Tata Group chairman Cyrus Mistry on Tuesday said the conglomerate is open to grow in India and internationally through organic route as well as acquisitions. The recent pressure in some of Tata group’s businesses in Europe has not slowed down its ambition of expanding globally.
“… no one should ignore the fact that the Tata group’s international revenues are close to 70 per cent of our composite turnover. The majority of the group’s capital expenditure in the last three years has been in international geographies,” he said.
“At the recent AGLC (Annual Group Leadership Conference), I had mentioned that two new markets, Iran and Myanmar, have opened up to us and several of our companies are gaining traction there. We continue to remain open to growth opportunities in India and overseas, through the organic route and through acquisitions,” he said in an interview to the company’s in-house magazine. Mistry appreciated his predecessor Ratan Tata’s vision to take the group global in the early 2000s, which has left the company a very strong platform. “I think the onus is now on us to build on that, and to make sure that we not only have a global footprint, but that we create global mindsets,” he said.
He also spoke about coming to grips with responsibility of chairmanship, multiple challenges facing Tata companies, essentials of technology, innovation and customer centricity, and continuing the group’s commitment to societal causes. Each of the group companies is charting its own strategy and growth story, with a focus on sustainable and profitable growth, Mistry asserted. The group invested Rs 4,15,000 crore ($79 billion) in capex over the last decade. Of this, Rs 1,70,000 crore ($28 billion) was invested in the last three years alone.
“We recognise that growth has to be a function of the operating cash flows we generate. At the group level, over the last three years, our operating cash flows have grown by over 30 per cent CAGR. But this, as we know, is not the appropriate way to use such data – our individual companies need to earn the right to grow,” Mistry said.

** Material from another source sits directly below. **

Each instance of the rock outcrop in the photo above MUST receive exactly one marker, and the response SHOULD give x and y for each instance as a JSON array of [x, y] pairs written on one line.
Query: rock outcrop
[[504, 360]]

“At the group level, we are focused on helping our companies earn this right by building strong operational cash flows and looking at their capital structures.” But he struck a note of caution: Capex should not be looked in isolation from investment in talent, brands and technology. He feels these will be the true differentiators in future. “We are building the Tata group of the next 150 years,” he said.
Highlighting the need for organisational speed and agility and an openness to change, he said organisational agility is crucially important in the context of turbulent environment. Mistry called for caution so as to have right composition of teams that can collaborate and break through hierarchical processes when needed.
Recognising the digital wave, the Tatas are incubating three companies. Tata CLiQ, the e-commerce platform, is an omni-channel marketplace with curated products. Tata iQ, the big data play, uses data analytics and Tata Digital Health is building the de facto
platform for healthcare in India. “We will continue to invest in our strong business-to-business enterprises where we have powerful drivers for long-term value creation,” Mistry added.